İçerisi dışarıdaki tabela kadar pembeydi ve süslemeler sanki başka bir dünyaya giriyor gibiydi. Rengarenk çiçekler, sarkık danteller, havayı dolduran tatlı koku ve kadınların yüzlerine yapıştırılan kavurucu bakışları başlarını döndürdü.
Bir süre iki genç donmuş gibi girişte dikildiler.
Bruno hafifçe geri adım attığı anda, Damian hemen onu yakaladı. Arkasını dönemeden, kolu hızla Damian tarafından yakalandı.
“Buraya bir daha gelmeyeceğine emin misin? O zaman geldiğinde tek başına gideceksen, bu kez babamın bana verdiği görevi ben de yapabilirim.”
Bruno kaçmaktan vazgeçti. Buraya asla yalnız gelemezdi. Onun buraya bir kez ve tek başına gelmesindense, ikisinin de buraya iki kez gelmesi daha iyiydi.
İçeriye kısa bir göz attıktan ve sipariş verilecek yerin nerede olduğunu doğruladıktan sonra, Damian oraya yürümek üzereydi ama sonra irkildi. Tezgâhta görevlilerle konuşan kadının arkadan görüntüsü karşısında gözleri titredi.
Kül sarısı saçlar.
Damian bilinçsizce hızla hareket ederek ona yaklaştı, ardından kadının kolundan tuttu ve kendisiyle yüzleşmesi için onu çevirdi. Kadının bulanık kahverengi gözleri şaşkınlıkla titriyordu.
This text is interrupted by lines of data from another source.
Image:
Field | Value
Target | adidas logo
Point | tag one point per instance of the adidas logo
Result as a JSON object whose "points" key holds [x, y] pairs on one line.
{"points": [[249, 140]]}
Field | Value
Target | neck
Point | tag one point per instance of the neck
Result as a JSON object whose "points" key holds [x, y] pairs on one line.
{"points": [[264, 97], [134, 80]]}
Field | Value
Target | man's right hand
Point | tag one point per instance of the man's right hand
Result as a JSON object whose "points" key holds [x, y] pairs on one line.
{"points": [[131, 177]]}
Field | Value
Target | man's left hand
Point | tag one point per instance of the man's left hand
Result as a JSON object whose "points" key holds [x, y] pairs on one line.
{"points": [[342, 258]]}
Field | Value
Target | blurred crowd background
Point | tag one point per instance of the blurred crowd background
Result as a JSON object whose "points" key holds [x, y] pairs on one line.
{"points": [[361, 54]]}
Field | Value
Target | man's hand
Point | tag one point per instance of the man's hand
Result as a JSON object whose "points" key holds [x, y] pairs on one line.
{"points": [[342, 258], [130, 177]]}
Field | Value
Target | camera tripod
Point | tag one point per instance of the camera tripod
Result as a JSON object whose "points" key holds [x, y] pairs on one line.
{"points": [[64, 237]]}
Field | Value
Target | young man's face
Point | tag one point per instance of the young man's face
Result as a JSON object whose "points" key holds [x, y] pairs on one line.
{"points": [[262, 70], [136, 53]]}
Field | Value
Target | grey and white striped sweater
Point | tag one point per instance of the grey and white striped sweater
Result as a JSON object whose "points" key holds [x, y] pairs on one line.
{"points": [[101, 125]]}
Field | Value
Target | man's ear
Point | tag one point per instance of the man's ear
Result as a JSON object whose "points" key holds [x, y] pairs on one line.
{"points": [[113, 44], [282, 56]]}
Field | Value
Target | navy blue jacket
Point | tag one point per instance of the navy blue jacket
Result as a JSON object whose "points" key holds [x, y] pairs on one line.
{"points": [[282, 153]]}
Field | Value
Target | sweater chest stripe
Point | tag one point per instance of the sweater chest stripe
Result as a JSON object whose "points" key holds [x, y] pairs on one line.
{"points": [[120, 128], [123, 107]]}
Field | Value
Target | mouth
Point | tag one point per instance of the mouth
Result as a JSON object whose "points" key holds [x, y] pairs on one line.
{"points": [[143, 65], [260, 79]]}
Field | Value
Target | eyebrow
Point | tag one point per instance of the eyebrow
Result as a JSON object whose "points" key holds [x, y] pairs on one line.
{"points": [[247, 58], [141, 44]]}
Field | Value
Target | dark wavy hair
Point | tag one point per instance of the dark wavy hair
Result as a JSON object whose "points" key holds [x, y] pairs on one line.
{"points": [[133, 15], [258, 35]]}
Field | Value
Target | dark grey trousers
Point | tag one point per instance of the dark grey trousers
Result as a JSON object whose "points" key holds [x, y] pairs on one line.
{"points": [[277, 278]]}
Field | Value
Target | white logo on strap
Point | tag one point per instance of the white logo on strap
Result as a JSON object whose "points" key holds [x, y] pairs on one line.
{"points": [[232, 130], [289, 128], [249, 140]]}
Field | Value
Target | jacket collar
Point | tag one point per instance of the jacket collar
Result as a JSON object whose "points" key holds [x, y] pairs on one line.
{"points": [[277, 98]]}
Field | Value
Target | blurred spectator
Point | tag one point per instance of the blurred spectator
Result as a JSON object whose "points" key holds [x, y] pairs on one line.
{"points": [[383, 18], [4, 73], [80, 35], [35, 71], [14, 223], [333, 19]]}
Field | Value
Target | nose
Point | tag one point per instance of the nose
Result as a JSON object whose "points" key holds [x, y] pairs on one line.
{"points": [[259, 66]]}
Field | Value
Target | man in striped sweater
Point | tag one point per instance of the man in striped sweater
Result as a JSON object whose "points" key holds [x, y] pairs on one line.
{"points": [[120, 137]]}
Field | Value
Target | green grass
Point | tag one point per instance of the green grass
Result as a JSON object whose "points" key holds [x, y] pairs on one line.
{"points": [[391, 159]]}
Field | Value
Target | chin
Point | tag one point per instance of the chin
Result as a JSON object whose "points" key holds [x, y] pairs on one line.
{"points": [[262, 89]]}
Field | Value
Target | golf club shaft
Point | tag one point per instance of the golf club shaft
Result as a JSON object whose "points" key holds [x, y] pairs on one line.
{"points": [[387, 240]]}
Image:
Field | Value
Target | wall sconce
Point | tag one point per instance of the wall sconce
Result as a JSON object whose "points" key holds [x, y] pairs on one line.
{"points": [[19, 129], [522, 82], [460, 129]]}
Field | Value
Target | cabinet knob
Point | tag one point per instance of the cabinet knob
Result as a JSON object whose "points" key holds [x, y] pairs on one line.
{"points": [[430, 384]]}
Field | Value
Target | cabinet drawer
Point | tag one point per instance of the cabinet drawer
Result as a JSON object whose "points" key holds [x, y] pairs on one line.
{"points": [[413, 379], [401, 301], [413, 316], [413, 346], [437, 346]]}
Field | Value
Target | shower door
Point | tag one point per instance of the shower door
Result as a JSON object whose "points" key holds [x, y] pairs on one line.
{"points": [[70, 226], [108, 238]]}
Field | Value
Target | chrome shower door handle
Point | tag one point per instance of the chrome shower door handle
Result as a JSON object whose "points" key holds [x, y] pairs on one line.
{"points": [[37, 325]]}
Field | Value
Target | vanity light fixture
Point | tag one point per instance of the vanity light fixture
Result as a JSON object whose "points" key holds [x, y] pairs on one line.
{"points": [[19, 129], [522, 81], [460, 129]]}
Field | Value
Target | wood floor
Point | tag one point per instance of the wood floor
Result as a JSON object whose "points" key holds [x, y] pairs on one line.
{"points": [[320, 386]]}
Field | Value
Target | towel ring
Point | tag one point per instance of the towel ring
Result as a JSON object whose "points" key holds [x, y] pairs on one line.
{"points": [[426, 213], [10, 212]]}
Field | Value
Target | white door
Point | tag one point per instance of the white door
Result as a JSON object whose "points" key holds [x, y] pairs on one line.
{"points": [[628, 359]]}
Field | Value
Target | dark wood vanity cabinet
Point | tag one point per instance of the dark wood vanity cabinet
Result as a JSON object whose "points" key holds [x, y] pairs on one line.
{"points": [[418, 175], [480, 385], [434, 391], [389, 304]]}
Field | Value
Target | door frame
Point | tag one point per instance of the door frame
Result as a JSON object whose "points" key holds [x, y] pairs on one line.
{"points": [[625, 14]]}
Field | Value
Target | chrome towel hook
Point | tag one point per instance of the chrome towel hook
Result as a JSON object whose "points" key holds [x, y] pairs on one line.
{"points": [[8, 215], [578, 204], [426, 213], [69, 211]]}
Gözleri açık yeşil değildi. Ve daha yakından bakıldığında, saç rengi farklıydı. Saçları çok daha parlak bir renkti.
Damian hemen kadının kolunu bıraktı ve kabalığı için özür diledi.
“Üzgünüm hanımefendi. Sizi başka biri sandım.”
Arkadaşını uzaktan izlerken, Bruno dilini şaklattı.